With yesterday's announcement of NCAA sanctions against Penn State, students and alumni are trying to make sense of what it all means to the future of the university's football program. The $60 million dollar fine, loss of 20 scholarships, and a four year ban from postseason play has some asking if it would have been better to simply shutdown the program for a year. I want to say right up front that I never would condone the reprehensible behavior of the Penn State administration in relation to the Jerry Sandusky scandal. I think the efforts to cover-up something as heinous as sexual abuse of children should be punished to the full extent of the law. I think that the NCAA should sanction Penn State.

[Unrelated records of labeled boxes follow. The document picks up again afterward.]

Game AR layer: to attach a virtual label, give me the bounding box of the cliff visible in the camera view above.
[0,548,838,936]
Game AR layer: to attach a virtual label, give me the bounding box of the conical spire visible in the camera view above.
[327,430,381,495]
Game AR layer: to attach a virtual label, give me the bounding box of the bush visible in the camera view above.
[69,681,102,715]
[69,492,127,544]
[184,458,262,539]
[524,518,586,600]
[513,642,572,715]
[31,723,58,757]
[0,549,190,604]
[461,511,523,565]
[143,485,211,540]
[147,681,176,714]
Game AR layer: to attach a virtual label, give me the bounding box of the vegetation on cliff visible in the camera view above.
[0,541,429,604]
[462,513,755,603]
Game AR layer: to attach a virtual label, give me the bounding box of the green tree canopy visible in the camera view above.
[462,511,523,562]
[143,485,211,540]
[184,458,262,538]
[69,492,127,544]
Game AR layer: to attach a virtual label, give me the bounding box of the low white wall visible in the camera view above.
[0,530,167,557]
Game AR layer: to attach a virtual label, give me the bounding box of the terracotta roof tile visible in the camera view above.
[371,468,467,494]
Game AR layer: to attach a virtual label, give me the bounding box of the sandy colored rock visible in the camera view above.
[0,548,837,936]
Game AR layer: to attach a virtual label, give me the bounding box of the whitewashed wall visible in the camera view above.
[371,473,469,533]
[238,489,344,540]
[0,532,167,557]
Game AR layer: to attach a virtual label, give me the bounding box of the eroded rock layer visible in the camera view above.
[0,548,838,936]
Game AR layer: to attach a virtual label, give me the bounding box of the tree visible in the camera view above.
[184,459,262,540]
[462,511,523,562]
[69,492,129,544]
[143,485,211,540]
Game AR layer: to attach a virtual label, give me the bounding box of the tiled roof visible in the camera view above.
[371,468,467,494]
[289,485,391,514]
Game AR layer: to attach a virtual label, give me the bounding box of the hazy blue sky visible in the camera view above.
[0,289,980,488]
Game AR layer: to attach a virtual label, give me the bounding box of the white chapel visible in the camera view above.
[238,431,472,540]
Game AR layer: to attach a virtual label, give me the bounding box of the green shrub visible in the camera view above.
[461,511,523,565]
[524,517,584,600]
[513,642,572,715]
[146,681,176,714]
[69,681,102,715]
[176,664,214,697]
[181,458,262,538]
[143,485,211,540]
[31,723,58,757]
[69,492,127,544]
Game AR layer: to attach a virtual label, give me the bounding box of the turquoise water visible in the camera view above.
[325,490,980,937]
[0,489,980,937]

But, there was one point in the sections that I disagreed with. As part of the sanctions imposed, the NCAA striped Joe Paterno of 111 wins from 1998 to 2011. My question for the NCAA is "Who does that punish?" Let's face it, Joe Paterno was a staple on college football. His record of wins was a testament to his many years of service to college football. Again, I don't condone his or anyone else's actions, but you can't just wash away history. Yes, he made a grave error in judgement when he aligned with the university administration in covering up Sandusky's abhorrent behavior, but how does taking away the wins of a legend punish him? It's not like those games suddenly never happened. You can still call up ESPN and get the films for all of those games. This is like a group of historians deciding to say that the battle of Gettysburg never happened. The loss of those games doesn't impact Joe Paterno any longer. But, what about the students who played in those 111 games? What about Adam Tallaferro who suffered a paralyzing neck injury as a freshman in one of those games in 2000 against Ohio State? That game no longer exists, according to the NCAA. Adam has the injury to prove that the game did indeed happen. Then there is Evan Royster, who now plays for the Washington Redskins. He set a school career rushing record from 2007 to 2010. Now, according to the NCAA, he lost every college game he ever played in.
You can't erase history. Just as the soldiers of Gettysburg died in an event that can't be denied or erased, the effort and work of the coaches and players can't just be washed away. NCAA, punish the school, but leave the records where they stand. Don't make the players of years past feel like their injuries and efforts were for naught.